Having witnessed immense volatility in the last few days, the global markets portray the much-needed inaction while depicting the traders’ cautious mood ahead of the next week’s Federal Open Market Committee (FOMC) monetary policy meeting.
Even so, the recently downbeat US inflation expectations and financial market turmoil seem to favor the risk-on mood while also probing the US Dollar.
It should, however, be noted that the Fed fund futures recently bolster the case of the US central bank’s 0.25% rate hike in the next week’s FOMC.

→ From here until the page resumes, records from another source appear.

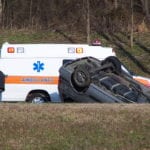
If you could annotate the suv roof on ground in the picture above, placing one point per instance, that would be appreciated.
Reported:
(90, 80)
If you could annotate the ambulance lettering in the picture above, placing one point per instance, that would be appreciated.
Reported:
(38, 66)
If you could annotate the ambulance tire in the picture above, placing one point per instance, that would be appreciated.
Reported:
(80, 78)
(38, 98)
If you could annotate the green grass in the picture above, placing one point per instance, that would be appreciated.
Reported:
(74, 127)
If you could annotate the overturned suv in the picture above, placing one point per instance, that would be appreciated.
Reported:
(91, 80)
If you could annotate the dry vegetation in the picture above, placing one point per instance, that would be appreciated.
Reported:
(74, 127)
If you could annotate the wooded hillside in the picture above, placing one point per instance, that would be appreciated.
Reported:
(105, 15)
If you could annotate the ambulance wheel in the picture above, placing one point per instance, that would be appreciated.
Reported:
(37, 98)
(80, 78)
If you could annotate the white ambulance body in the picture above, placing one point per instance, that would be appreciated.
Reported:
(32, 70)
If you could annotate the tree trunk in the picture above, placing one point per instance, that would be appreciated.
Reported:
(116, 4)
(0, 12)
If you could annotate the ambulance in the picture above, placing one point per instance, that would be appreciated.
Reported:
(30, 72)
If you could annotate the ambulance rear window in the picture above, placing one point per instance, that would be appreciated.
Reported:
(66, 61)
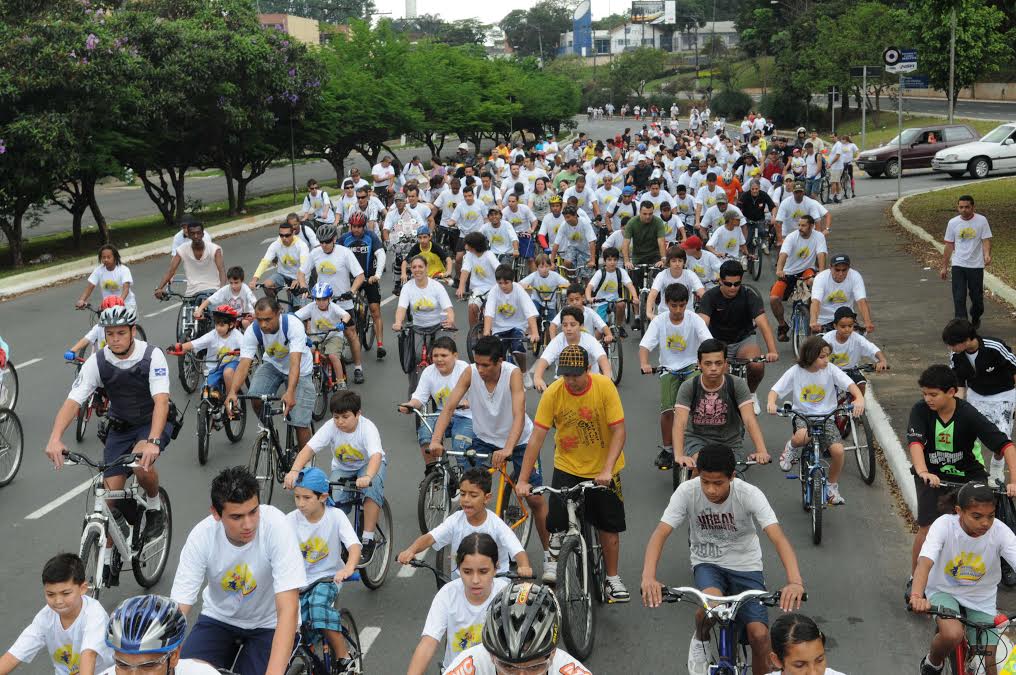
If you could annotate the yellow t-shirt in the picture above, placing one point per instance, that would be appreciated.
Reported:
(583, 423)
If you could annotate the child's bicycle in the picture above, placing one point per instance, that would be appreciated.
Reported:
(312, 655)
(725, 657)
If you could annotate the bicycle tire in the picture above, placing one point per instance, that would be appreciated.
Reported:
(90, 554)
(577, 618)
(352, 635)
(11, 445)
(138, 566)
(373, 574)
(433, 503)
(261, 465)
(203, 432)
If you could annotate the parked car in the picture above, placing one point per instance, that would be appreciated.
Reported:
(919, 145)
(996, 151)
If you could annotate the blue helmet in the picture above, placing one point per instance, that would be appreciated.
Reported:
(321, 290)
(145, 624)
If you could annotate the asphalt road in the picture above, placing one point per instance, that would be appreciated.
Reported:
(854, 578)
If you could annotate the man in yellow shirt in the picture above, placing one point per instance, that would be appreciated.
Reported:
(585, 409)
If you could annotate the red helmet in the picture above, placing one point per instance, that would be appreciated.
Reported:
(111, 301)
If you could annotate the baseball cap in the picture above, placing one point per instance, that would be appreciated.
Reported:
(573, 361)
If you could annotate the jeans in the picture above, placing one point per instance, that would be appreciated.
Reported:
(968, 281)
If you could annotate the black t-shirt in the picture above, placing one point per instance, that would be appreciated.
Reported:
(732, 320)
(949, 446)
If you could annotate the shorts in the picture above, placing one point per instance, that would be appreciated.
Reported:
(604, 509)
(267, 380)
(535, 477)
(374, 491)
(731, 583)
(119, 443)
(214, 378)
(318, 607)
(988, 637)
(784, 288)
(669, 385)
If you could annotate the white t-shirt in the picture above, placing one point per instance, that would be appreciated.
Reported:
(967, 567)
(678, 344)
(321, 543)
(277, 348)
(832, 295)
(482, 269)
(966, 236)
(216, 348)
(87, 379)
(812, 393)
(456, 528)
(452, 616)
(66, 645)
(241, 580)
(722, 535)
(111, 283)
(585, 341)
(511, 310)
(428, 304)
(803, 253)
(350, 451)
(477, 661)
(435, 385)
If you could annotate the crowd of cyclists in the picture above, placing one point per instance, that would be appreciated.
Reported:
(559, 250)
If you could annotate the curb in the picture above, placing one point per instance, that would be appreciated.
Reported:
(35, 281)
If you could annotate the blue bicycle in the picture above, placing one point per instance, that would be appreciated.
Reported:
(814, 468)
(721, 612)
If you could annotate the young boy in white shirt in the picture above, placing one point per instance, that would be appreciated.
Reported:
(71, 627)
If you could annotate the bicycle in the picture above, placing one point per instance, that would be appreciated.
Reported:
(312, 655)
(210, 411)
(813, 476)
(374, 569)
(123, 527)
(726, 659)
(581, 571)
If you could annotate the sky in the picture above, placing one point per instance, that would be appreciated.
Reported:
(488, 12)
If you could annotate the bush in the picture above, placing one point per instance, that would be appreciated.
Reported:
(731, 104)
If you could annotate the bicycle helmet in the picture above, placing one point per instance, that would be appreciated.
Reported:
(111, 301)
(521, 623)
(321, 290)
(326, 233)
(145, 624)
(119, 315)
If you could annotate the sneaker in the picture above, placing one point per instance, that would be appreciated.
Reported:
(664, 461)
(788, 456)
(698, 660)
(832, 494)
(616, 591)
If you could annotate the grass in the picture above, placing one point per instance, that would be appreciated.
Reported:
(132, 233)
(994, 199)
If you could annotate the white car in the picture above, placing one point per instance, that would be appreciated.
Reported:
(996, 151)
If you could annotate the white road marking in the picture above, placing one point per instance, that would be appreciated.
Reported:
(367, 637)
(58, 502)
(175, 305)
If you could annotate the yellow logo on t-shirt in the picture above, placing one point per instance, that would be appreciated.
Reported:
(314, 549)
(966, 568)
(812, 393)
(67, 657)
(239, 579)
(347, 453)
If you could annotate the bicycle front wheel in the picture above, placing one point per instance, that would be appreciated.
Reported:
(11, 445)
(572, 591)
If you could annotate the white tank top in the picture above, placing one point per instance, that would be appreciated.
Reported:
(492, 411)
(201, 274)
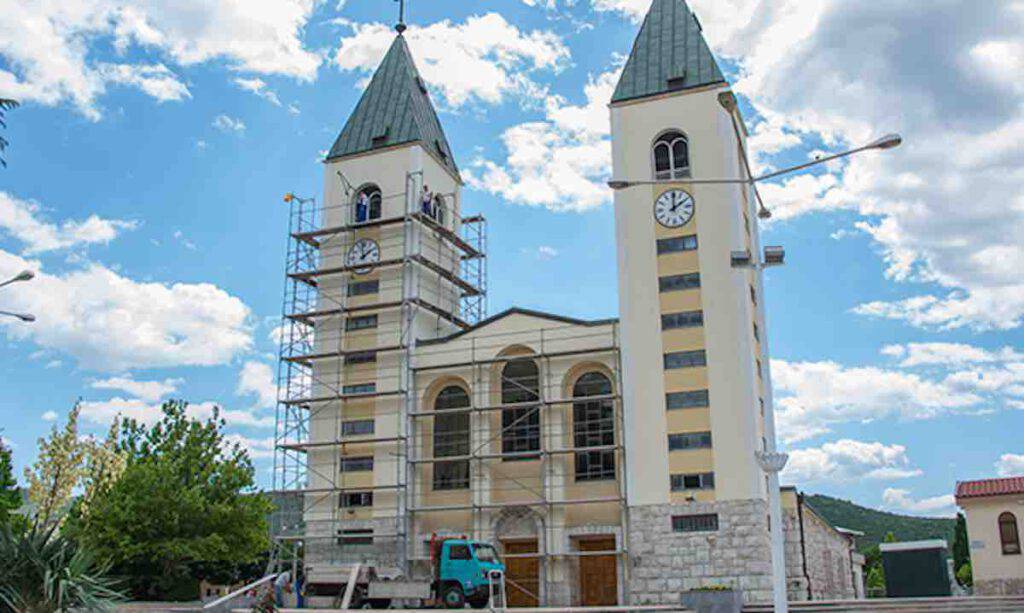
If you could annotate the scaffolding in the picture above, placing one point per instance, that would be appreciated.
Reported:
(355, 443)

That said, the US inflation expectations per the 10-year and 5-year breakeven inflation rates from the St. Louis Federal Reserve (FRED) remain pressured around the multi-day low and challenge the policy hawks, as well as the US Dollar bulls, of late.
The 10-year breakeven from the FRED data dropped to a fresh six-week low of 2.22% by the end of Thursday’s North American trading session during a two-day downtrend. However, the two-year counterpart revisits the week-start of 2.26%, previously poked in early February, while dropping for the second consecutive day.
To confirm the latest weakness in the US inflation expectations, the traders might wait for Friday’s UoM 5-year Consumer Inflation Expectations for March, 2.9% prior, which in turn could confirm the Fed’s 0.25% rate hike and propel the US Dollar in case of upbeat readings.